None other than Larry Summers, the former Secretary of the Treasury, advanced the Bull Case for the stock market to defy those calling for a correction. He predicts it will continue to head substantially higher. Summers' bull-market case is fascinating.

His thesis is that the economy has structurally changed. This change is basically that capital and labor are no longer complementary.

In the past, to produce goods you needed people, and people needed machines to produce goods. If you were running an automobile factory in the 1950's, you needed assembly line workers plus the machines or capital that were used by the people.

What Larry Summers is proposing is that, starting in the late 90's, capital began to be not a complement but a substitute for labor. Essentially, the automobile factory no longer needs the same ratio of people to machines. Effectively, the people making the cars can be replaced with technology.

This is causing the aggregate share of labor income to decline and the share of capital to rise. From a common sense perspective, if capital is a substitute for labor the economic pie is going to go more and more to those that own the capital and less to those that own the labor. This is the explanation for the growing amount of income inequality in the world. People are being replaced by technology and the capitalists are taking greater and greater gains from economic growth.

This disruption is extremely positive for publicly traded corporations. We would expect to see higher profit margins in aggregate as a result of low wage growth and this is exactly what we are witnessing.

If this shift from capital being a complement to labor to becoming a replacement for labor is truly here, the effect will be twofold:
  1. First and foremost, interest rates will remain much lower for a longer time than anyone is currently anticipating.
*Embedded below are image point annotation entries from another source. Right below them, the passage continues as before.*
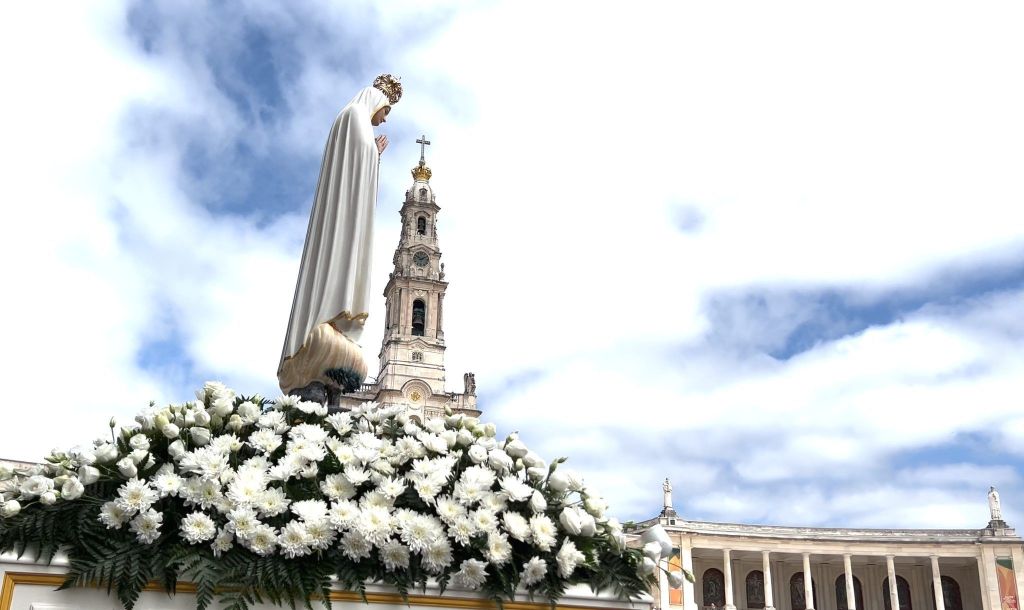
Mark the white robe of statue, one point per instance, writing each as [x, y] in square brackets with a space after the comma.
[334, 276]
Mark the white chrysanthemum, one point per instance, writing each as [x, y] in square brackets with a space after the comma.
[248, 487]
[265, 440]
[342, 423]
[356, 476]
[222, 543]
[313, 433]
[375, 524]
[483, 520]
[568, 558]
[198, 527]
[437, 557]
[274, 421]
[243, 522]
[309, 510]
[136, 495]
[534, 571]
[168, 484]
[263, 540]
[272, 503]
[516, 525]
[146, 526]
[322, 535]
[496, 503]
[343, 514]
[544, 531]
[420, 531]
[449, 510]
[462, 530]
[516, 489]
[392, 487]
[354, 546]
[394, 555]
[499, 551]
[472, 573]
[293, 539]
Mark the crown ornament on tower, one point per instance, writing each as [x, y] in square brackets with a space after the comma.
[390, 86]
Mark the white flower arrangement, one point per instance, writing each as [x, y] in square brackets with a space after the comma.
[215, 488]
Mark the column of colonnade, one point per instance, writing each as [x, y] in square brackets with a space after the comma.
[692, 590]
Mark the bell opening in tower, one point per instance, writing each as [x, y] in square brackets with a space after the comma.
[419, 317]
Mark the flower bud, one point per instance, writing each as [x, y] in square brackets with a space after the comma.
[72, 489]
[88, 475]
[176, 449]
[200, 436]
[127, 468]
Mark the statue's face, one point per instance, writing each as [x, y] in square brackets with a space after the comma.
[380, 116]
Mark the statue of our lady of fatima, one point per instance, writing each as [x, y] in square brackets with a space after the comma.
[322, 356]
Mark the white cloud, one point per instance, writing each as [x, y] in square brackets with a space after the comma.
[804, 147]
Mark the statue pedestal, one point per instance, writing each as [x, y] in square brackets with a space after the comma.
[328, 358]
[29, 585]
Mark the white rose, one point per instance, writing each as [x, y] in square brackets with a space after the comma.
[36, 485]
[516, 448]
[200, 436]
[222, 406]
[88, 475]
[105, 453]
[570, 521]
[127, 468]
[477, 453]
[176, 449]
[537, 474]
[499, 461]
[537, 503]
[202, 418]
[10, 508]
[72, 489]
[139, 441]
[574, 480]
[464, 437]
[558, 481]
[531, 460]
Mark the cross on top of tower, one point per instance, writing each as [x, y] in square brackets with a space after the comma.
[423, 142]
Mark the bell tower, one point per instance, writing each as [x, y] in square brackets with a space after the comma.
[412, 356]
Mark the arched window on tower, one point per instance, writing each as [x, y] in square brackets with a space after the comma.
[714, 589]
[950, 594]
[902, 589]
[419, 317]
[797, 593]
[858, 594]
[756, 590]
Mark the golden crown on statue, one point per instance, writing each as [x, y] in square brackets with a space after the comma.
[388, 85]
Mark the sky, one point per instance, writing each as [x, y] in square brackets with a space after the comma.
[771, 251]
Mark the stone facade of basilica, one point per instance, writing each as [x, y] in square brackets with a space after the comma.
[807, 568]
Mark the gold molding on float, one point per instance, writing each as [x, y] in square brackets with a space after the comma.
[10, 579]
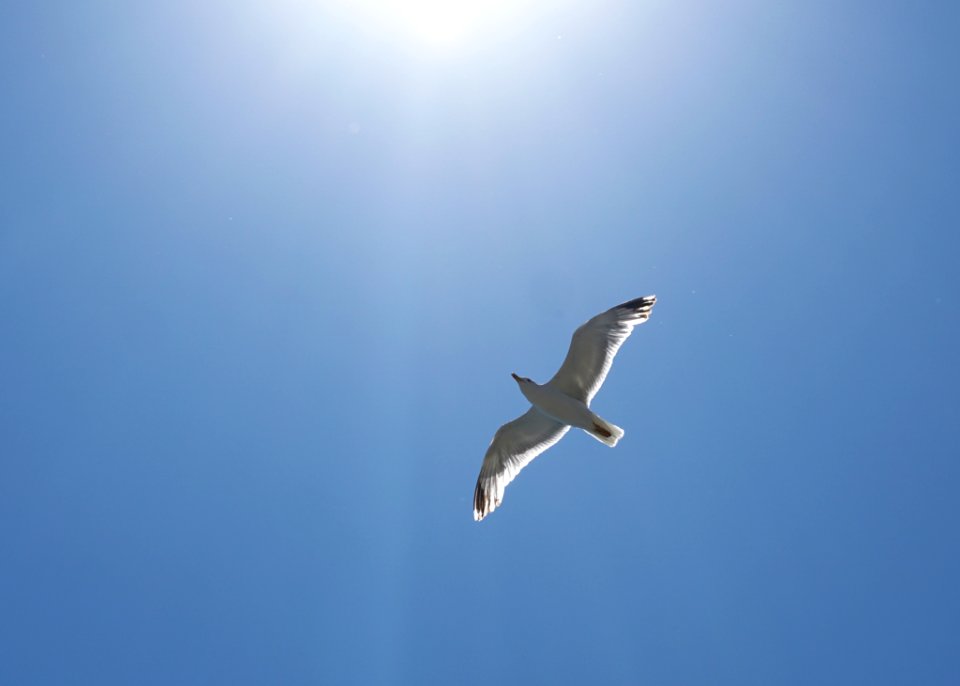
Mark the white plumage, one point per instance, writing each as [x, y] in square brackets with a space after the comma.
[562, 402]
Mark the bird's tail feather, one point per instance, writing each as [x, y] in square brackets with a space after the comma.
[605, 432]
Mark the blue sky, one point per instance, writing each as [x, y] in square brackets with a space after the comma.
[265, 269]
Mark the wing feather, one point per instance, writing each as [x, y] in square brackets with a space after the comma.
[513, 447]
[595, 344]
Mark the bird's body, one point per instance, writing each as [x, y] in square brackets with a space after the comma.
[563, 409]
[562, 402]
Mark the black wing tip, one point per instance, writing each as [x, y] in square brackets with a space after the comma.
[483, 504]
[640, 304]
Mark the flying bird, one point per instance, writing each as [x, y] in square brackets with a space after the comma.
[562, 402]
With capital replacing labor, wages remain under pressure. As I have said many times, there has never been a period of price inflation that has not been accompanied by a period of wage inflation.

  2. Second, and most important to investors, the stock market should go much higher than what people, including me are anticipating. If technological advances are causing capital to get a greater percentage of the economic pie than it used to, the best course of action is to own the capital. In other words, invest in the stock market.
What Do I Think of This?

Well, an old saw of wisdom is that when people start saying that "This time it is different," they are usually mistaken. The theory that capital and technology are becoming substitutes for labor is a well thought out, if not brilliant argument. It explains why interest rates are globally low, profit margins are high, wages are stagnant, inflation is benign, inequality is rising, and yet the market keeps heading higher and the P/E multiple keeps expanding. The theory explains the data, but brilliant theories usually do.
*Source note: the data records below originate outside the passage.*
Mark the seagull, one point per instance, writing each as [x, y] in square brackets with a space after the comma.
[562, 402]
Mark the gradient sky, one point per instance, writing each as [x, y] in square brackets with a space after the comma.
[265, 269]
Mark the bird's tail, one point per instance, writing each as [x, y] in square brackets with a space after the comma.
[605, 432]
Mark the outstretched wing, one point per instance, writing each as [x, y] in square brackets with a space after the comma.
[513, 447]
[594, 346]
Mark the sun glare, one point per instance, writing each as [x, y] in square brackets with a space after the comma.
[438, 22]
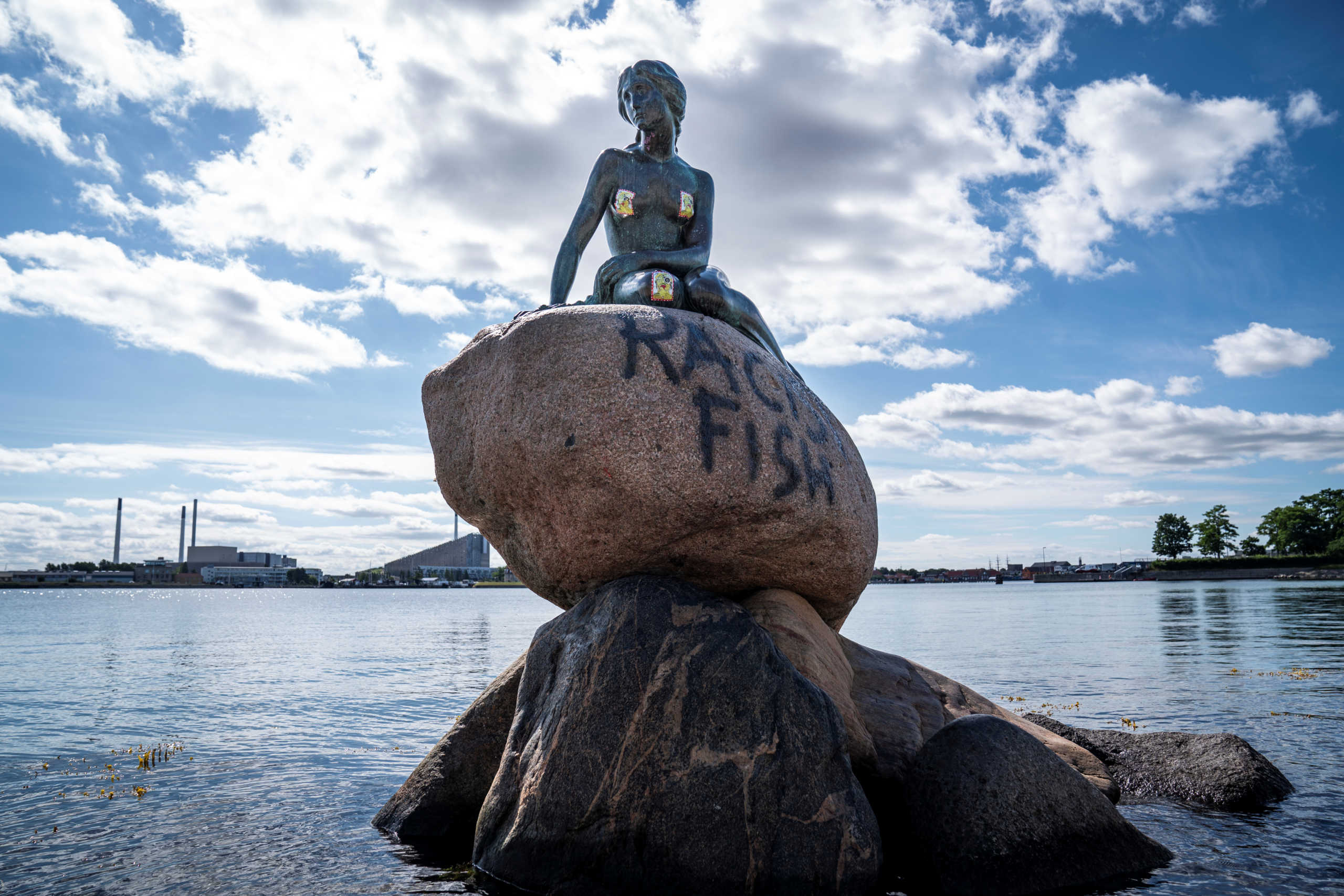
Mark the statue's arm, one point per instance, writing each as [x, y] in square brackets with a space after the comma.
[694, 254]
[589, 215]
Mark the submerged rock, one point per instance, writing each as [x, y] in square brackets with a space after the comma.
[815, 650]
[1218, 770]
[440, 801]
[663, 745]
[594, 442]
[902, 704]
[994, 813]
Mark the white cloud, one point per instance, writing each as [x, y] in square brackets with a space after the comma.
[1055, 11]
[1138, 498]
[44, 129]
[922, 483]
[1196, 13]
[1261, 350]
[435, 301]
[455, 342]
[1100, 522]
[891, 342]
[1178, 386]
[272, 465]
[443, 147]
[227, 316]
[1138, 155]
[1121, 428]
[339, 510]
[1306, 111]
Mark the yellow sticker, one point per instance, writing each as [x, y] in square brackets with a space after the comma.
[662, 288]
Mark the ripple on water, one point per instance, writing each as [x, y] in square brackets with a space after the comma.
[301, 711]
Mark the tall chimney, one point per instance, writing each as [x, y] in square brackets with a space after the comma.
[116, 539]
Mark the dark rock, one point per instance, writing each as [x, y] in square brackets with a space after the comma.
[600, 441]
[815, 650]
[1221, 770]
[663, 745]
[960, 700]
[444, 796]
[897, 707]
[902, 704]
[995, 813]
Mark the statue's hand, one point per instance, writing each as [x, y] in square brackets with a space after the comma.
[613, 269]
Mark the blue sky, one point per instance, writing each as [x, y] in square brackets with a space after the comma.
[1059, 265]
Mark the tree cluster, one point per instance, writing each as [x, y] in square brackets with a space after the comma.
[89, 566]
[1312, 524]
However, I tend to feel that the more things change the more they stay the same especially with regard to the equity market. This time around nothing is different.

Wages will eventually go up, inflation will return, interest rates will rise and the market will appreciate not at an accelerated rate but at its historical rate of 6% above the risk-free interest rates.

Summers' argument is very powerful, but it is simply a brilliant way of saying "This time things are different."